Dr. Mark Green, a DRI specialist
in remotely sensing atmospheric phenomena, will establish two SODAR (sonic detection
and ranging) sites-one on a mountaintop and one in a valley-bouncing high frequency
sound waves off moving air layers to describe wind motion at various elevations
overhead.
Dr. Darko Koracin, a DRI physicist
who specializes in developing and applying predictive models of wind, turbulence,
and atmospheric dispersion on regional and mesoscale levels, will be responsible
for developing a wind model that takes into account the variability of the terrain
across Nevada and the vagaries of the weather. He will be working with Dr.

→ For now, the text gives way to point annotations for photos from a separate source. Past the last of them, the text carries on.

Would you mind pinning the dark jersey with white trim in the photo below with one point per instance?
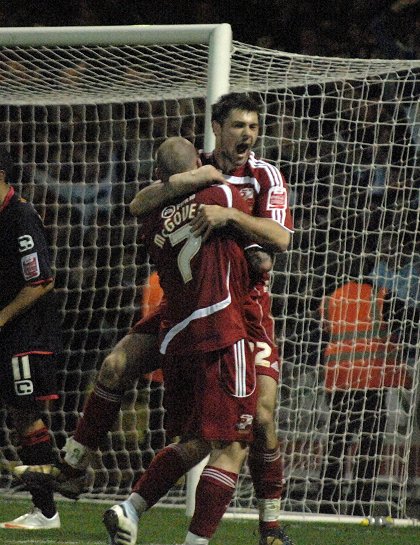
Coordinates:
(25, 260)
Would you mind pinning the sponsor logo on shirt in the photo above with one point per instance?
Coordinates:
(277, 198)
(30, 266)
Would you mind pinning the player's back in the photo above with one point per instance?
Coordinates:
(205, 282)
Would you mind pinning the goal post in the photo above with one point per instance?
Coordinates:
(83, 120)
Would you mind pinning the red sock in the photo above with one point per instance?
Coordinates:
(266, 469)
(99, 414)
(213, 496)
(161, 475)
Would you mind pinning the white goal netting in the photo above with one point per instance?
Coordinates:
(83, 124)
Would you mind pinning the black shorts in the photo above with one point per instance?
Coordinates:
(27, 377)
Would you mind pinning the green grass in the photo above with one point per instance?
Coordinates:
(81, 525)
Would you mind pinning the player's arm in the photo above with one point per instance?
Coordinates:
(27, 297)
(264, 231)
(179, 185)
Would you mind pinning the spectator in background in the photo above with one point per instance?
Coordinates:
(361, 364)
(29, 342)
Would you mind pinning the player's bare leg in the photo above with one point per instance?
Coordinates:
(36, 451)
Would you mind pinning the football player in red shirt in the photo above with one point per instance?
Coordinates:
(235, 120)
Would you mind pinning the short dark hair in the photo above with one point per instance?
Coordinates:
(233, 101)
(6, 163)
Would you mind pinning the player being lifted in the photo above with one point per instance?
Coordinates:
(209, 373)
(235, 121)
(29, 342)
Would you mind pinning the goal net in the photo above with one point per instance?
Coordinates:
(83, 122)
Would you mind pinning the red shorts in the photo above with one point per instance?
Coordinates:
(211, 396)
(261, 333)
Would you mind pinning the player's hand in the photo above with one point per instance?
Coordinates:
(208, 175)
(259, 260)
(209, 217)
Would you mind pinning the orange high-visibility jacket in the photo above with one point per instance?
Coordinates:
(151, 296)
(359, 354)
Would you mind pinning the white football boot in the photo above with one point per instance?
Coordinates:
(34, 520)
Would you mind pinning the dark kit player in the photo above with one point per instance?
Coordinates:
(29, 341)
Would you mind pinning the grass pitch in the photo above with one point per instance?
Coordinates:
(81, 525)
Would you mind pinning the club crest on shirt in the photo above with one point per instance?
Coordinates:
(168, 211)
(277, 198)
(30, 266)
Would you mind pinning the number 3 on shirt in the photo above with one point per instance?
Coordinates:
(189, 249)
(263, 352)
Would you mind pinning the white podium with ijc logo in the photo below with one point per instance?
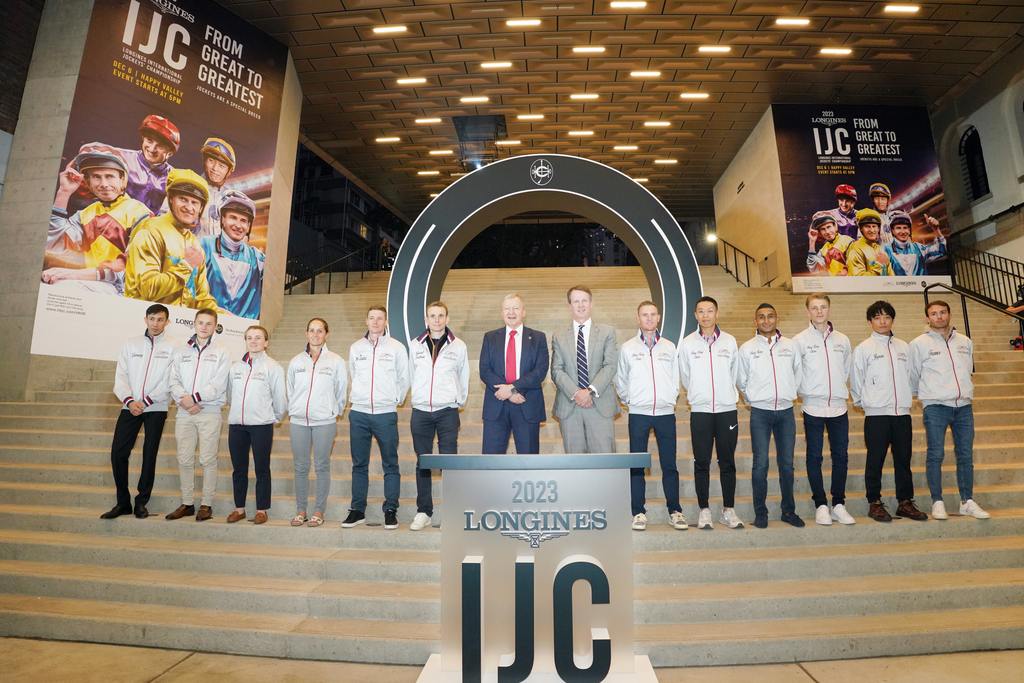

Darrell
Pepper and his colleagues from the University of Nevada, Las Vegas who will
develop more localized "microscale" models for determining exact location
of instruments and wind turbines.
Reinhardt says the information and
siting data developed in the project will be made available to the government,
the wind energy industry, and the general public. "In addition to our project
reports and computer models submitted to NREL, we will also be placing siting
location materials on the website of DRI's Western Regional Climate Center (WRCC),
which is a very active site receiving more than 1.25 million visitors a month.
We will be emulating the data dissemination approach used for DRI's Community
Environmental Monitoring Project on the WRCC web pages, with site-specific information
for firms or individuals who want to begin developing wind energy resources."
Nevada is the basic testing pad for the modeling approach, Reinhardt says, but the potential is as large as that of wind power itself. "The success of this approach for Nevada will assure applicability in the rest of the Southwest. We hope we can remove a basic uncertainty that has kept wind power from fully realizing its potential."